WHO delivers lifesaving medicines and supplies to displaced people in Yei River State, South Sudan
The World Health Organization (WHO) delivered lifesaving supplies to assist thousands of women and children in Yei River State, one of South Sudan’s states most affected by conflict.
The lifesaving health supplies will benefit more than 30 000 people living in areas affected by conflict in parts of Logo and Kirkwa in Yei River State for the next three months. The supplies include 20 basic unit kits, 10 basic antimalarial kits, five supplementary antimalarial kits, one Diarrhea Disease kit and one Interagency Health Kit.
“As a result of insecurity and restricted access, the humanitarian and health situation in South Sudan, particularly in Greater Equatoria regions continues to worsen,” said Dr Abdulmumini Usman, WHO Representative to South Sudan. “Many people no longer have access to health services. Now more than ever, women and children face a greater risk of death and illness due to diseases such as cholera and malaria. Our goal is to reach the affected civilian population who need our support the most.”
Recent skirmishes in South Sudan, particularly in the Greater Equatoria region, jeopardize urgently needed healthcare services reaching affected populations. Access to healthcare services in the region is extremely limited. Almost 40% of the region’s health facilities are non-functional due to insecurity, conflict-related destruction, damage and closure due to funding uncertainty and non-availability of health workers.
Since the conflict in South Sudan escalated in July, WHO distributed a total of 253 basic unit health kits and outbreak investigation kits to Health Cluster partners and state Ministries of Health, reaching a total of 253 000 people, including Internally Displaced Persons (IDPs) in conflict-affected areas.

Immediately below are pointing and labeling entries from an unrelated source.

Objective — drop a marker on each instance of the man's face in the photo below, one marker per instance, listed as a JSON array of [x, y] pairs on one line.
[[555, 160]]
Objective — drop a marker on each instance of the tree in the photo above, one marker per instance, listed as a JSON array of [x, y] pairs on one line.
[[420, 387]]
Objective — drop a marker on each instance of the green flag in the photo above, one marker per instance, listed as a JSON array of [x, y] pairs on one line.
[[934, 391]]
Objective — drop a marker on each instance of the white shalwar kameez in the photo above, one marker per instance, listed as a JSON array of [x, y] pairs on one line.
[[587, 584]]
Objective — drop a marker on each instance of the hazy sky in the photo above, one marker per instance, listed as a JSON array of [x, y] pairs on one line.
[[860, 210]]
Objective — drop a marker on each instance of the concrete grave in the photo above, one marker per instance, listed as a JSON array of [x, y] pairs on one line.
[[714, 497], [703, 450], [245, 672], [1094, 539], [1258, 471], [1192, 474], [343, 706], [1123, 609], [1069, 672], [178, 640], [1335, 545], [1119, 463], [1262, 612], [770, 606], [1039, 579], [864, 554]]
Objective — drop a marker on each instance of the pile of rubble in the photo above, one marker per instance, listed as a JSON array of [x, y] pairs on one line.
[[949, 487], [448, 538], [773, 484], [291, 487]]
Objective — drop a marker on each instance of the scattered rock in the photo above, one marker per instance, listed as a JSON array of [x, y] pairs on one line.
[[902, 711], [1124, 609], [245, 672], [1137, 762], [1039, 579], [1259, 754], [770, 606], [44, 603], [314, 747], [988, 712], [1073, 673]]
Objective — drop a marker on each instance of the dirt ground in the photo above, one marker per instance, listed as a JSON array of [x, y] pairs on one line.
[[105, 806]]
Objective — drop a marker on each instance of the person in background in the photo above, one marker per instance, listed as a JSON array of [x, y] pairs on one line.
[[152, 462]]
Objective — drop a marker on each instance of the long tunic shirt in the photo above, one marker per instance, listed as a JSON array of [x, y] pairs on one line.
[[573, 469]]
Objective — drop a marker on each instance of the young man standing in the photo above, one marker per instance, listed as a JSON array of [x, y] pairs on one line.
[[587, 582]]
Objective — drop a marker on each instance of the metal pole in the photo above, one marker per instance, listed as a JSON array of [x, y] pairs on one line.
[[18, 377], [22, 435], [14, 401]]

As the crisis in South Sudan nears its third year, some 1.6 million people live in IDP camps and hard-to-reach areas, including besieged locations with no access to desperately needed health services. With support from the European Civil Protection and Humanitarian Aid Operations (ECHO), WHO is working with the Government of South Sudan and partners to ensure humanitarian supplies are delivered and distributed to affected communities as efficiently as possible.
The recent supply dispatch is part of a larger integrated response by WHO and partners. In addition, WHO has maintained a steady stream of airlifts of essential medicines and supplies to conflict-affected states. WHO also provided items such as emergency tents to support a recent cholera outbreak response.
To improve delivery of humanitarian health assistance, WHO and the UN High Commissioner for Refugees (UNHCR) recently conducted a Joint Assessment Mission on the current status of health service delivery in Yei River State, to generate reliable information on the current status and functioning of the health facility in providing health care services. WHO will also continue to support efforts to enhance South Sudan’s disease surveillance system to ensure the accurate and timely detection and reporting of epidemic-prone diseases to avert further spread and reduce morbidity and mortality.